Sunday, April 26, 2009
So, yet again, a month has gone by between posts. I suppose I’d never survive as a professional blogger. At least it was a busy and enjoyable month. At the end of March, Ines came to spend two weeks in Plön before starting her new job at news.de. That was like being on holiday. I quit working at 6 to come home and spend time with my girlfriend, and I didn’t do any work on the weekend. Makes me wonder why I chose this crazy profession…
Over the Easter holidays, Katri, a friend from Finland, came to visit Ines and I. We started in Hamburg on the Thursday before Easter and visited the world famous Reeperbahn. The highlight of the evening was Ines getting her picture taken with Germany’s most famous drag queen. Rarely have I seen her so excited. The next day we drove to Leipzig and spent Friday and Saturday experiencing all that the city has to offer…shopping, sights, cocktail bars, vegetarian restaurants, etc. On Easter Sunday, sleep-deprived and hungover, we drove to Ines’s sister in Ebersdorf in Bavaria to celebrate her 40th birthday. The weather was sunny and the atmosphere relaxed, but I had the feeling that Katri was intimidated by Ines’s rambunctious and talkative family members.
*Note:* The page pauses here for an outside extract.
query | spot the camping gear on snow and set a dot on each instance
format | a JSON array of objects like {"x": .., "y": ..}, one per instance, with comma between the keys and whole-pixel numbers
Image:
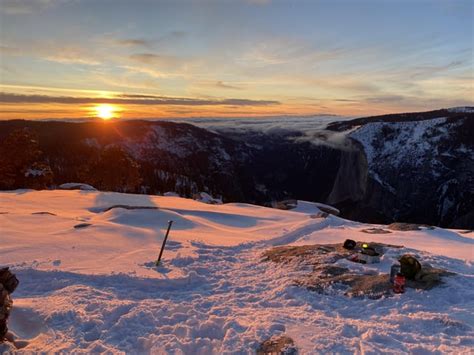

On Tuesday morning, I took the train back to Plön, but my stay was short. The next day I flew from Hamburg to Riga for the 3rd meeting of the Scandinavian-Baltic Society of Parasitologists. Sound exciting? Well, it was and wasn’t. It was exciting because I was invited to give a plenary lecture, thanks to my PhD advisor who was on the scientific organizing committee. I practiced quite a lot for my first invited talk at an international meeting, and I think it paid off. After my 30-minute talk about complex life cycles, I received quite a lot questions, and later that evening I even had beers with two of the other invited speakers. So I managed to spark some real interest among my colleagues. In any case, Tellervo, my former advisor, appeared more than satisfied with my performance. And what about the not so exciting part of the meeting? Well, quite a lot of parasitologists still do mind-numbingly boring research, particularly on the veterinary side. For example, there were presentations about the morphological systematics of some blood protozoans and the prevalence of fox tapeworms in Latvian raccoon dogs. These are studies with a narrow audience addressing small questions, and they are difficult to sit through. When I have to listen to these kinds of talks, I am glad that I am no longer working in a classical parasitology lab. Though I still consider myself a parasitologist first and then an evolutionary biologist, I am glad that the academic environment that I am in nowadays gives me a broader perspective and motivates me to tackle big questions.